Wi-Fi	Time	Latency (ms)	Download (MBps)	Upload (MBps)	Test server location
Campus	8:15 AM	56	91.08	74.19	San Francisco Bay Area
Campus	8:19 AM	63	88.67	57.43	San Francisco Bay Area
Campus	12:31 PM	63	51.73	33.69	San Francisco Bay Area
Campus	12:36 PM	70	1.90	38.10	San Francisco Bay Area
Hotspot	1:02 PM	92	9.94	0.27	Los Angeles
Hotspot	1:06 PM	96	21.64	0.47	Los Angeles
Campus	1:08 PM	55	44.61	16.23	San Francisco Bay Area
Campus	1:13 PM	55	7.32	22.61	San Francisco Bay Area

Try this yourself. Think about how you would gather observations to separate factors that affect internet speed. For example, location vs. time of day.

7. Constant volume (bomb) calorimetry

Will provide students with an aluminum calorimeter (Eisco) to measure amount of energy released through burning food. Dried bananas and peanuts provided.

Figure 7. Simple food calorimeter. Not shown, thermometer or thermocouple to monitor temperature change.

The principle is straightforward. Burn a known quantity of food onto a nail in the placed cork directly under flask with known volume of water, record the change in temperature of the water.
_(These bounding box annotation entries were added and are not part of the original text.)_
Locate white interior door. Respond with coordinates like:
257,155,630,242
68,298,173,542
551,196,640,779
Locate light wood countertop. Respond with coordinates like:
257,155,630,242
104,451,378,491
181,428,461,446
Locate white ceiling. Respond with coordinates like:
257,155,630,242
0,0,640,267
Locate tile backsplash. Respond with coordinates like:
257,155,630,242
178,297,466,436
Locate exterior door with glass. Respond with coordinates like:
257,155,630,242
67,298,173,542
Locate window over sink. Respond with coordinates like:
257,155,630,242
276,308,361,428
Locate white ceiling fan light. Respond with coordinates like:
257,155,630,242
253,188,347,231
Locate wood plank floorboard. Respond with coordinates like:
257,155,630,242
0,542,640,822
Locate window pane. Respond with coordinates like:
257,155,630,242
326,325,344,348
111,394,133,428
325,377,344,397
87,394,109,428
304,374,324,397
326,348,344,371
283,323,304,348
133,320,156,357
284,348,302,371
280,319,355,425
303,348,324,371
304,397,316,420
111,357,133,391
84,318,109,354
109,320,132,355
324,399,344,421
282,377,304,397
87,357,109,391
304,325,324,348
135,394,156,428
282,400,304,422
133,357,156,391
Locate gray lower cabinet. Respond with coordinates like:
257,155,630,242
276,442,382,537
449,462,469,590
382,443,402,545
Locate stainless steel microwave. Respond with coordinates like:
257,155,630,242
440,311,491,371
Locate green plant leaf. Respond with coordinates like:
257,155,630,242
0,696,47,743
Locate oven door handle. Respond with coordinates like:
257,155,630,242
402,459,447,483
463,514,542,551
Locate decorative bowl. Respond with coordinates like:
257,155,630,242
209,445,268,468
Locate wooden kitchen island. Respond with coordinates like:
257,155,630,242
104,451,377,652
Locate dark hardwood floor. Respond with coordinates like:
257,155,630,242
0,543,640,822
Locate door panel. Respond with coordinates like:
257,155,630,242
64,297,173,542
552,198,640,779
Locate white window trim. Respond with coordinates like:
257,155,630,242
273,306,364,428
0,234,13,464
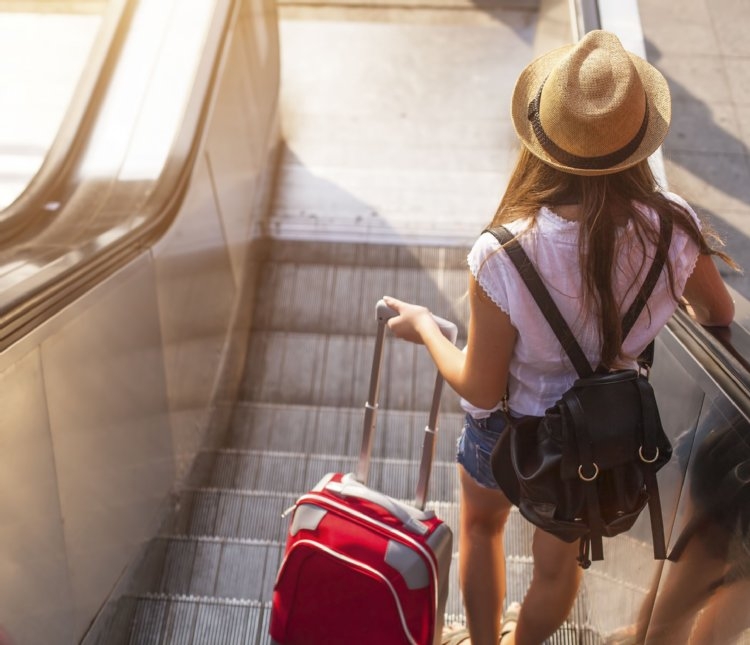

$\begin{align*} Q=m_{w}c_{w}\Delta T \end{align*}$

where Q is the amount of heat gained by a sample (e.g., calories), m is the mass of water, c is the specific heat of water (1 calorie/g), and $\Delta T$ is the temperature change. To obtain the calories per unit mass of a food stuff, divide Q by the change in mass of the food item after burning.

An example calculation

125 ml of water (= 125 g) placed into the flask. Initial water temperature, $T_{i}$ , was 21.2 °C. Initial mass of food sample (+ cork + nail), $f_{i}$ , was 10.0 g. After the food item completed burn, end water temperature, $T_{e}$ , was 39.8 °C and end mass of food sample (+ cork + nail), $f_{e}$ , was 9.7 g. Thus, $\Delta f = 0.3g$ .

With the formula we have $Q = 2325$ , which should be converted to kilocalories (common units for food items), or $Q = 2.325$ . And finally,

$\begin{align*} \frac{Q}{0.3} = 7.75 \frac{kcal}{g} \end{align*}$

8. Skittle count

One mini bag per student, tally the number of beans of each color

Green

Orange

Purple

Red

Yellow

References

Lenhardt, R., & Sessler, D. I. (2006). Estimation of mean body temperature from mean skin and core temperature. The Journal of the American Society of Anesthesiologists, 105(6), 1117-1121.